Parfois, vous tombez sur un billet d’un dollar crasseux et en lambeaux qui semble exister depuis la nuit des temps. Assurément non, mais l’histoire des êtres humains utilisant l’argent liquide remonte à loin – 40 000 ans.

Les scientifiques ont suivi les échanges et le commerce à travers les archives archéologiques, en commençant au Paléolithique supérieur lorsque des groupes de chasseurs ont échangé les meilleures armes en silex et autres outils. Premièrement, les gens faisaient du troc, concluant des accords directs entre deux parties sur des objets désirables.

L’argent est venu un peu plus tard. Sa forme a évolué au fil des millénaires – des objets naturels aux pièces de monnaie en passant par le papier et les versions numériques.

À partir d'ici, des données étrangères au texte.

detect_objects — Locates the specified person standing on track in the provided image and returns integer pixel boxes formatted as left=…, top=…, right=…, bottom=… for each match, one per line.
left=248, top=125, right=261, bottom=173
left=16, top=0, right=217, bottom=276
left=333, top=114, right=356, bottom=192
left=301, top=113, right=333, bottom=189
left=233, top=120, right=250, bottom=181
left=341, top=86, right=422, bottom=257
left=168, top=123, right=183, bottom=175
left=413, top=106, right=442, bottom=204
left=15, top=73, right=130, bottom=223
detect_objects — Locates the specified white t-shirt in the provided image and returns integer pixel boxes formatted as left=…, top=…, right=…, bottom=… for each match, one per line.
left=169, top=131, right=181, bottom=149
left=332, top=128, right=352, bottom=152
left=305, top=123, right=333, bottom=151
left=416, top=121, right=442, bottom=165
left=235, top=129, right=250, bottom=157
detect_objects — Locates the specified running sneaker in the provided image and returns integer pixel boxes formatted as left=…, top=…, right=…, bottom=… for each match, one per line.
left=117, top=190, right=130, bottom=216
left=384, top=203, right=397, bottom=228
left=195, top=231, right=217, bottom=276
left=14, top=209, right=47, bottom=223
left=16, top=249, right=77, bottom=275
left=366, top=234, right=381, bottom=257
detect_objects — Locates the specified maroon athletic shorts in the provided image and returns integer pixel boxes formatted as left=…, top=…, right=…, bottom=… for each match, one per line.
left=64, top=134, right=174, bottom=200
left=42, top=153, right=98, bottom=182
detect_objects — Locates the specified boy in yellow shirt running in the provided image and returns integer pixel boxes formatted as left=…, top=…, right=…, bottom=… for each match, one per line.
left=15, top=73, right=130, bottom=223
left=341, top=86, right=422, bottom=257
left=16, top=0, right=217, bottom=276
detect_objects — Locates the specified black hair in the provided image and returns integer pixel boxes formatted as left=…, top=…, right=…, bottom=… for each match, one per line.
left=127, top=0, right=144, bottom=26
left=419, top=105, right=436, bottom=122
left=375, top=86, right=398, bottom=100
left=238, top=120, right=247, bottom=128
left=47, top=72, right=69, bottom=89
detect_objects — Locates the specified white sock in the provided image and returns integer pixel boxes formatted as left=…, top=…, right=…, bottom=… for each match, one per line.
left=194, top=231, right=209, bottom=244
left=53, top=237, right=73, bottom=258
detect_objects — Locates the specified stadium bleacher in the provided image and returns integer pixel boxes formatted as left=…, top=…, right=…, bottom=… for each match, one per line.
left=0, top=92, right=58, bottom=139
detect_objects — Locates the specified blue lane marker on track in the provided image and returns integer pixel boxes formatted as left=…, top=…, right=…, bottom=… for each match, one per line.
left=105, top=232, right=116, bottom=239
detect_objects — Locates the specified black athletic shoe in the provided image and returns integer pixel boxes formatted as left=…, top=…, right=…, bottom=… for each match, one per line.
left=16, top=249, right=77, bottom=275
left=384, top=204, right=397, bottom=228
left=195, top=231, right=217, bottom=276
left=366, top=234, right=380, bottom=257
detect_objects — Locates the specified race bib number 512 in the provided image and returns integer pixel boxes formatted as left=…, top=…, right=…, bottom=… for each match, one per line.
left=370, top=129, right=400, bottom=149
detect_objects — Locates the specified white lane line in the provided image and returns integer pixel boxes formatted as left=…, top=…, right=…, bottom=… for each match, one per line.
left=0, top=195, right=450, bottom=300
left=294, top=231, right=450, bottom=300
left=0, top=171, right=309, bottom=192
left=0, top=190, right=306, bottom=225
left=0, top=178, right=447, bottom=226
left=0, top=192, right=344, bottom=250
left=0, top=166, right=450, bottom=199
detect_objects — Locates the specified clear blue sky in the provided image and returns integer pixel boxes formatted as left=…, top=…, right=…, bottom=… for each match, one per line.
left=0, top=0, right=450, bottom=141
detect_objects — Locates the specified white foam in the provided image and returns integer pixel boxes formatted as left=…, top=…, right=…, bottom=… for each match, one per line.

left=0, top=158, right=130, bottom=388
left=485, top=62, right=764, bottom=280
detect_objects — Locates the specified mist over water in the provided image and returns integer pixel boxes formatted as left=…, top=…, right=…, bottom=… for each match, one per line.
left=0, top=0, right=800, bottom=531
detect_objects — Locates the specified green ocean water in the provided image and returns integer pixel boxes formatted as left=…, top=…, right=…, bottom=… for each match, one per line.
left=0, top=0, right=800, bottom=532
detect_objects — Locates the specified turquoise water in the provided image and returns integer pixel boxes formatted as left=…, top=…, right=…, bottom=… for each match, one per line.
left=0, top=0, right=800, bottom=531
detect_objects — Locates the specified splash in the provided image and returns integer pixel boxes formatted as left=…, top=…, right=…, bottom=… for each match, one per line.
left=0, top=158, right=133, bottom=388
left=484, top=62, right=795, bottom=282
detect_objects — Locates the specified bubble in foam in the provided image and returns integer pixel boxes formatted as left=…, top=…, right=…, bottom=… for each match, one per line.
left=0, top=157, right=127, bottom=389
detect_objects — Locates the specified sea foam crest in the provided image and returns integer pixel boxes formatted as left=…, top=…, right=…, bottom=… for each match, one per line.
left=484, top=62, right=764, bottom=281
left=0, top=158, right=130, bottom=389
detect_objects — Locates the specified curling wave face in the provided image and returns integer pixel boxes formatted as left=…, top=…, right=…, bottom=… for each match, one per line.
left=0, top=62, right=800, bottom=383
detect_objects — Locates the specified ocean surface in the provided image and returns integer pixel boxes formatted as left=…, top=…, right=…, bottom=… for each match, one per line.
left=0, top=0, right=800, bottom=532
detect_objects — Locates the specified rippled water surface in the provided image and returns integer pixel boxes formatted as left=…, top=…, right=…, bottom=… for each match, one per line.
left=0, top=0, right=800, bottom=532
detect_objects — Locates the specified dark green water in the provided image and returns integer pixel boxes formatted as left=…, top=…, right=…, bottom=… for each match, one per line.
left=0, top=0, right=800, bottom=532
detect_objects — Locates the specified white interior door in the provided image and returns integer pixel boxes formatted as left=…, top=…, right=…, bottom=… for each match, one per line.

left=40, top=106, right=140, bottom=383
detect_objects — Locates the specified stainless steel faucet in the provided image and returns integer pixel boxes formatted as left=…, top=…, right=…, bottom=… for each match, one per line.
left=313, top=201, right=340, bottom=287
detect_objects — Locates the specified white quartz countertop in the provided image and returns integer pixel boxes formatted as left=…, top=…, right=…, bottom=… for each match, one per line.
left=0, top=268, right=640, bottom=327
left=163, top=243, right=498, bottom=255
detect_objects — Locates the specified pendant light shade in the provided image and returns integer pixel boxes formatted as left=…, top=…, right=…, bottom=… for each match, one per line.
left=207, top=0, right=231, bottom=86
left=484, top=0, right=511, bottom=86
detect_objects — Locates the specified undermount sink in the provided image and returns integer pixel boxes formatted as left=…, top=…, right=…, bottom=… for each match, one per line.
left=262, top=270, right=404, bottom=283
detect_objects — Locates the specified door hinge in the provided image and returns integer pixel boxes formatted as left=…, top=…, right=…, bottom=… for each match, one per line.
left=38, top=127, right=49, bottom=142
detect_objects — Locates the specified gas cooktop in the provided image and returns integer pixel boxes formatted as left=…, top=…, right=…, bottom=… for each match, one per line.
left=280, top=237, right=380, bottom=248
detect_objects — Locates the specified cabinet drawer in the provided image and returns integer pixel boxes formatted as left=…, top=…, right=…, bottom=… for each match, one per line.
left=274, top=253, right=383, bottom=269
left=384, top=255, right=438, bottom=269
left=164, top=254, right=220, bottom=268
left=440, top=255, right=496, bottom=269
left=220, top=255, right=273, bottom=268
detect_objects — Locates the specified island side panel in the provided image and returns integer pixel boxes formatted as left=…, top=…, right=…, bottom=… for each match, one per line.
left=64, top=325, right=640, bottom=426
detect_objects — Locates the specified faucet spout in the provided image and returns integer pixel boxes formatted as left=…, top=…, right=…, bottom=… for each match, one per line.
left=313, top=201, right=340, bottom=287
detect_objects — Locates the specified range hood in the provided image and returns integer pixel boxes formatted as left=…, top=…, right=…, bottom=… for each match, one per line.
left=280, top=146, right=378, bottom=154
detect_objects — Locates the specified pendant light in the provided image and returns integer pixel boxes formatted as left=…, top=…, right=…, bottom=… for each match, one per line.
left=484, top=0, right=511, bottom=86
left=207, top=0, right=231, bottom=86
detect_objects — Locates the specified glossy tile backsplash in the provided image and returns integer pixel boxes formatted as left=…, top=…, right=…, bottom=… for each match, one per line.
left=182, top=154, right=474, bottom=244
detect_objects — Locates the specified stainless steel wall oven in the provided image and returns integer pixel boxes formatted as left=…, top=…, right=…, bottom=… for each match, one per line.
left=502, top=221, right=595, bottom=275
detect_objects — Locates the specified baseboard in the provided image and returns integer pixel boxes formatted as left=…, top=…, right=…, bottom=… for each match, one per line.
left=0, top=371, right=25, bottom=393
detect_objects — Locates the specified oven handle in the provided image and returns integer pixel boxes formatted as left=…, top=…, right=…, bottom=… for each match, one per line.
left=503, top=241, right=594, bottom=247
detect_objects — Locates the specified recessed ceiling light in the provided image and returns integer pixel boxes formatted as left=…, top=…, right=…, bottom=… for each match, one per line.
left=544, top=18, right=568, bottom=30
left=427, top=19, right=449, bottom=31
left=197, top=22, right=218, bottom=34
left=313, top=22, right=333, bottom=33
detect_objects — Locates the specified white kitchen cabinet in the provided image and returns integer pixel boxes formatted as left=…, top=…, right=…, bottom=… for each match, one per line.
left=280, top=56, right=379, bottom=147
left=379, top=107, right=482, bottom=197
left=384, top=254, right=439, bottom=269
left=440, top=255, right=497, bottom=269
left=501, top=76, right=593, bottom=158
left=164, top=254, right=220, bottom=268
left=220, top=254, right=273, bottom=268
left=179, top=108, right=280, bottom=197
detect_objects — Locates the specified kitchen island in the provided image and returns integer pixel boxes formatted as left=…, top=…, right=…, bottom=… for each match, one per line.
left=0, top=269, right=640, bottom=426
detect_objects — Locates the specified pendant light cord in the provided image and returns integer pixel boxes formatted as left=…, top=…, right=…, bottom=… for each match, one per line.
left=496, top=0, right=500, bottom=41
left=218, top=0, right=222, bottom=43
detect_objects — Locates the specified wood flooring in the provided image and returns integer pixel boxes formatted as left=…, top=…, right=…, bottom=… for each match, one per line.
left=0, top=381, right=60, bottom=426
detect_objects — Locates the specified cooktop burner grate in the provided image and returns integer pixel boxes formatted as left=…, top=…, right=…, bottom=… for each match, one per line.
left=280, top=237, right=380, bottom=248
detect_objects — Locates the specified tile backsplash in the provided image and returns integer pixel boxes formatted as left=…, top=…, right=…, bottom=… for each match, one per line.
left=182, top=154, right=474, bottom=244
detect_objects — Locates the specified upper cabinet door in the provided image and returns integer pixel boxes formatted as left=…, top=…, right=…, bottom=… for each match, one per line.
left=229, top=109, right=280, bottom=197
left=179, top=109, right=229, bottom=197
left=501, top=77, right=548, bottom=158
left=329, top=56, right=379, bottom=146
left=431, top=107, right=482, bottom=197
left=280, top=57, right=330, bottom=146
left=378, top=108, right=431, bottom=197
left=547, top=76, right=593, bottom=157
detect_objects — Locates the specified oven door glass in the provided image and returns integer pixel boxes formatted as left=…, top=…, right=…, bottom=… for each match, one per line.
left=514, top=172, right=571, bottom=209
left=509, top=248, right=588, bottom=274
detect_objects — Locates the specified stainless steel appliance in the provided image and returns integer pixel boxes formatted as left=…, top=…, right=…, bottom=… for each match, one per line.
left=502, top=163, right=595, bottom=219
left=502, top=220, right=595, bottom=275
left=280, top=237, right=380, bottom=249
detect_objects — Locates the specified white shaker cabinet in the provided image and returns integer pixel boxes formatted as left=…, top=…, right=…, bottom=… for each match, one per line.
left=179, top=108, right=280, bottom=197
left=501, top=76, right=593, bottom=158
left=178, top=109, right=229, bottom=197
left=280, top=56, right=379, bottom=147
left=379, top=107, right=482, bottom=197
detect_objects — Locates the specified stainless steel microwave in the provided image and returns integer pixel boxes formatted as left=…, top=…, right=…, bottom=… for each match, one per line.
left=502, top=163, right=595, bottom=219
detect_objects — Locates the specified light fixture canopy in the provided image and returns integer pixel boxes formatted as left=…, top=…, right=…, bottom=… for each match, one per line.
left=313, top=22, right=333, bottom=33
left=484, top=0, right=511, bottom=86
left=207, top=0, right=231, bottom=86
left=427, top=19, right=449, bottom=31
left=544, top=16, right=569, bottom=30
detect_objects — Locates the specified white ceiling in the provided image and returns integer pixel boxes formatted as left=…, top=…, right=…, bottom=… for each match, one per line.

Mais quel que soit le format, les êtres humains ont longtemps utilisé la monnaie comme moyen d’échange , mode de paiement, étalon de valeur, réserve de richesse et unité de compte.

En tant qu’anthropologue ayant fait des découvertes sur la monnaie ancienne sur le terrain, je m’intéresse à l’évolution de l’argent dans la civilisation humaine – et à ce que ces découvertes archéologiques peuvent nous dire sur le commerce et l’interaction entre des groupes éloignés.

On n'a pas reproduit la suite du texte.